When ruling on a motion for summary judgment, courts may consider video surveillance footage in the record when there is no dispute as to the video's accuracy. See Scott v. Harris, 550 U.S. 372, 380-381 (2007); Donnelly v. Wal-Mart Stores E., LP, 844 Fed.Appx. 164, 169 (11th Cir. 2021) (affirming district court's grant of summary judgment where a reasonable jury, even after reviewing video footage of incident at issue, could not find that defendant had actual or constructive notice of substance on floor); Kinchen v. Target Corp., No. 14-CV-14483, 2015 WL 13777960, at *2 (S.D. Fla. Nov. 18, 2015) (granting summary judgment in defendant's favor where surveillance footage proved that defendant could not be found to have constructive notice of substance on floor). “[W]here an accurate video recording completely and clearly contradicts a party's testimony, that testimony becomes incredible.” Morton v.

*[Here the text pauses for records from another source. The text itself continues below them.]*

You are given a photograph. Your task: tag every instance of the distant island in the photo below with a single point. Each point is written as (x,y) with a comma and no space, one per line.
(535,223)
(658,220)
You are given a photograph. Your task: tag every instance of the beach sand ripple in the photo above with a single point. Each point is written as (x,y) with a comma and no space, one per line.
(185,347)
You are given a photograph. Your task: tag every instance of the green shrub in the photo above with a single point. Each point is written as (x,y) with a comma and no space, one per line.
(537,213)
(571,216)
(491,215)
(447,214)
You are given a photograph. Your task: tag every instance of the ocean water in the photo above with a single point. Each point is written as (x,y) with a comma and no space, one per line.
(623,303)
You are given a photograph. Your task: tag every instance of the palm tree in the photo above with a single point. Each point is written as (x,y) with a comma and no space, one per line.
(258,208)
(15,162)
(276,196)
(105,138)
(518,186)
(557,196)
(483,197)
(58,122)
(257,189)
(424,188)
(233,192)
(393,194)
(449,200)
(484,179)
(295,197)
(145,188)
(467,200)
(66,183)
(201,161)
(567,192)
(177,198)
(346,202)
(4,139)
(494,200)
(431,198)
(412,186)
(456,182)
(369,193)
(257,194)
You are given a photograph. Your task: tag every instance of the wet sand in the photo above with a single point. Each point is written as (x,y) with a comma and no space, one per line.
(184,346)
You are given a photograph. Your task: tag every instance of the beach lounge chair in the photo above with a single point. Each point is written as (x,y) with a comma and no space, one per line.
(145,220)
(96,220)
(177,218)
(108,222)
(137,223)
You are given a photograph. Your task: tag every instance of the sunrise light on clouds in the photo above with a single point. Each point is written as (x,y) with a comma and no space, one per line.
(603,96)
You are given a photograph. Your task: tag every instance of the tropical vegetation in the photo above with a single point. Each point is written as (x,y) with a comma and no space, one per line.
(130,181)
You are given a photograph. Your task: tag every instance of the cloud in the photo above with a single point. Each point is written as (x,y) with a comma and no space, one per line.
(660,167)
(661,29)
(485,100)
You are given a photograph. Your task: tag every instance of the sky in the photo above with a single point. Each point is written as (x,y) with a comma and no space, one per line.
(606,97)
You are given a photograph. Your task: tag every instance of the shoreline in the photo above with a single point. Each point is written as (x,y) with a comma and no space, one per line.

Kirkwood, 707 F.3d 1276, 1284 (11th Cir. 2013); Deakins v. Wal-Mart Stores E. LP, No. 21-80935-CV, 2022 WL 1019505, at *2 (S.D. Fla. Mar. 3, 2022) (finding summary judgment in defendant's favor because, in part, plaintiff's testimony contradicted video surveillance footage in record). “Where the record taken as a whole could not lead a rational trier of fact to find for the non-moving party, there is no ‘genuine issue for trial.'” See Matsushita Elec. Indus., 475 U.S. at 587 (quoting First Nat'l Bank of Ariz. v. Cities Servs. Co., 391 U.S. 253, 270 (1968)).

III. Discussion

Defendant argues that it is entitled to summary judgment because there is no genuine dispute of material fact that it did not have actual or constructive notice of the substance on which Plaintiff slipped. (Mot. 4-11.) This Court agrees.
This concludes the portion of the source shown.